Using the option ``--lfn_sandboxfiles``, the files are uploaded on the Grid before job submission. 
Otherwise they are uploaded to the DIRAC SandboxStore, that can be overloaded.
You can also specify files that are already on the Grid as input sandbox files to the option 
``-f`` (``--input_sandboxfiles``) by adding the prefix ``LFN:`` to the grid name of the files (logical file names, or LFNs).

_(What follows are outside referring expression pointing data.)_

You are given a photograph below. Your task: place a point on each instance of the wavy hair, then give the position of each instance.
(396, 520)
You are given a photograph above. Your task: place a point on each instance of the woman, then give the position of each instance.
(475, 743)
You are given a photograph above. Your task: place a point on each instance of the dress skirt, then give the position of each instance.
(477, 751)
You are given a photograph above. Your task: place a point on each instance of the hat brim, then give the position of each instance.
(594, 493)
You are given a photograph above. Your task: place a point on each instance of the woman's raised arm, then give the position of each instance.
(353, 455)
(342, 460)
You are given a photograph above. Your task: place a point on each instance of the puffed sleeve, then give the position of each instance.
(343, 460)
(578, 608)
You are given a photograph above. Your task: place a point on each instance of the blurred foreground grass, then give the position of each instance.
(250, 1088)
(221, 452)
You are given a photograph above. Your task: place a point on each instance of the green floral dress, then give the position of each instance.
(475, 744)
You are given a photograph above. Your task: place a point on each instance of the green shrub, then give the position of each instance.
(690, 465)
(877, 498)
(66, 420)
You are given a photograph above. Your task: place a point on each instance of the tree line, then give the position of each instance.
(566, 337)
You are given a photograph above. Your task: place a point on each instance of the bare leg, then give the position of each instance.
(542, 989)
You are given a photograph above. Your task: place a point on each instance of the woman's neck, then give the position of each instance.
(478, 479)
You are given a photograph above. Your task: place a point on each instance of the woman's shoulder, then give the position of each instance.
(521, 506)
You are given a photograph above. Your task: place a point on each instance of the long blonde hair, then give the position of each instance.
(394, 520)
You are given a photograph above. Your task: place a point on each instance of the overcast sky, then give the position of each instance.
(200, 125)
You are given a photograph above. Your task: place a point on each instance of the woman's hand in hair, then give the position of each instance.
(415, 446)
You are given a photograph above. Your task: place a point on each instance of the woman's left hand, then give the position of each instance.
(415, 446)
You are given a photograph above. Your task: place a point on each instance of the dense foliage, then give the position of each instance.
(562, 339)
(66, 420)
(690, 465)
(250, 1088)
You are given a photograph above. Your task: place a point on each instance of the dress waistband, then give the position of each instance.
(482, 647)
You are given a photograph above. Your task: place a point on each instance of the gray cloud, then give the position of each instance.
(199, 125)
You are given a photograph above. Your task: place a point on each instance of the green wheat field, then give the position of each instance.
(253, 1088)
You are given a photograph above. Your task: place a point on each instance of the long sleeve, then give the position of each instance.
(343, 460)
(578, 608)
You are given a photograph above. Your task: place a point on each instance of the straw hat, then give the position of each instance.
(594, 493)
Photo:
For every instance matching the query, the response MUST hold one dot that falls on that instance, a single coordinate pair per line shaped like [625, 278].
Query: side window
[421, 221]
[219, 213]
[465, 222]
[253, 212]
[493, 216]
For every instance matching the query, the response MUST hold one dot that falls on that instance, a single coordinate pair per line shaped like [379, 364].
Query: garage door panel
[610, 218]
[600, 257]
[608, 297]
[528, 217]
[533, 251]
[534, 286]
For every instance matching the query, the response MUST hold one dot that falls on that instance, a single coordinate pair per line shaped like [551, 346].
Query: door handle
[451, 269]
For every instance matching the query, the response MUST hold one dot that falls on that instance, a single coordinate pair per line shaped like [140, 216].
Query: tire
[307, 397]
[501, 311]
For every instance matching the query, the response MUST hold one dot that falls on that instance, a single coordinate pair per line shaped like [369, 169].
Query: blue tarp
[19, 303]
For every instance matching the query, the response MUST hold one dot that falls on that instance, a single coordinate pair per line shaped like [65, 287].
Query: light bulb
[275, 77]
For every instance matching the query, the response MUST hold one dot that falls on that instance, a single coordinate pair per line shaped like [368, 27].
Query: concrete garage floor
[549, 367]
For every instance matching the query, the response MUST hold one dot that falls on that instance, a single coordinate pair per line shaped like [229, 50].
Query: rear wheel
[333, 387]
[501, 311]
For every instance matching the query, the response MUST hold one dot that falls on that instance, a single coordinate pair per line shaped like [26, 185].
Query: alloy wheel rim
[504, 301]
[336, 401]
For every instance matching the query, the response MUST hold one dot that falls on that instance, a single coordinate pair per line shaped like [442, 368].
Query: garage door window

Submit jobs with my own basf2 module
------------------------------------

Executing basf2 on the grid with your own module is possible attaching the required libraries in the
input sandbox.

Create your own module and compile it following the instructions as in the
`basf2 manual <https://software.belle2.org/development/sphinx/build/tools_doc/index-01-tools.html#development-setup>`_.
Once compiled, find the ``.so`` and ``.b2mod`` files (usually below ``modules/Linux_x86_64/opt/``) and copy them in your
local directory.

You need to add a reference to your module in your basf2 steering file, like::

    import basf2 as b2
    b2.register_module('myModule' ,shared_lib_path='./myModule.so')
    path.add_module('myModule')

and include the ``.so`` and ``.b2mod`` files in the input sandbox using the option ``-f`` during the gbasf2 submission::

    $ gbasf2 <steeringFile> -f="myModule.so, myModule.b2mod" ... --lfn_sandboxfiles


.. note::
    Submitting jobs with compiled modules require to specify the platform in which the libraries were compiled using
    ``--resource_tag``. For example, for EL8::

        $ gbasf2 <steeringFile> --resource_tag EL8 ...

    Read more about the resource requirements in the section below.

.. note::
    If you have written a new module or variable, please consider to share it with other collaborators
    `submitting a pull request <https://software.belle2.org/development/sphinx/build/tools_doc/index-01-tools.html#opening-a-pull-request>`_.
    Then the new feature will be available in coming basf2 releases.
    

Resource requirements
---------------------

DIRAC chooses the site to run your job, based on the input file location and the environment of the job slot.
Additionally, resource requirements can be set with the options ``--resource_tag`` or ``--platform``. This can be particularly relevant if
a compiled library is used, for example, as the library must be compatible with the site's environment, 
or an old release is used, as it may not run at some sites with rather new OSes.

.. _resource-tag-label:

Resource Tag
++++++++++++

The option ``--resource_tag`` is used to specify the environment in which the job will be executed. The available options are:
``EL7``, ``EL7orEL8``, ``EL8``, ``EL9``.

When a resource tag is set, the job will be executed either (i) in sites with the specified environment, or (ii) inside an `Apptainer <https://apptainer.org/>`_
container when the site has a different environment than the one specified. This will ensure that the job is executed in the specified environment.

.. note::
    Some sites may not allow running containers with an OS after its end-of-life (such as CentOS7). Specifying such an OS would result in less resources available for the jobs.
    We recommend to use a valid (non-obsolete) OS for compiling any libraries attached to the input sandbox.

For example, if you need to use a Basf2 release not available for EL9, such as release-06, light-2210-devonrex or light-2212-foldex, you can avoid your jobs being assigned to the EL9 sites by setting the resource tag to EL7orEL8::

    $ gbasf2 <steeringFile> --resource_tag EL7orEL8 ...

Platform
++++++++

The option ``--platform`` is used to specify the operating system of the site where the job will be executed. The available options are:
``EL7``, ``Linux_x86_64_glibc2.17``, ``EL8``, ``Linux_x86_64_glibc-2.28``, ``EL9``, ``Linux_x86_64_glibc-2.34``, ``ANY``

Other values with the the form ``Linux_x86_64_glibc-X.YY`` may work for newer OSes, but are not guaranteed.

Using ``--platform`` will NOT launch a container with the specified platform, but will only match the jobs with
the sites that have the specified platform. Keep in mind it will reduce the number of sites where your jobs can run,
possibly increasing the waiting time, or even disabling some of the jobs to be assigned to any sites.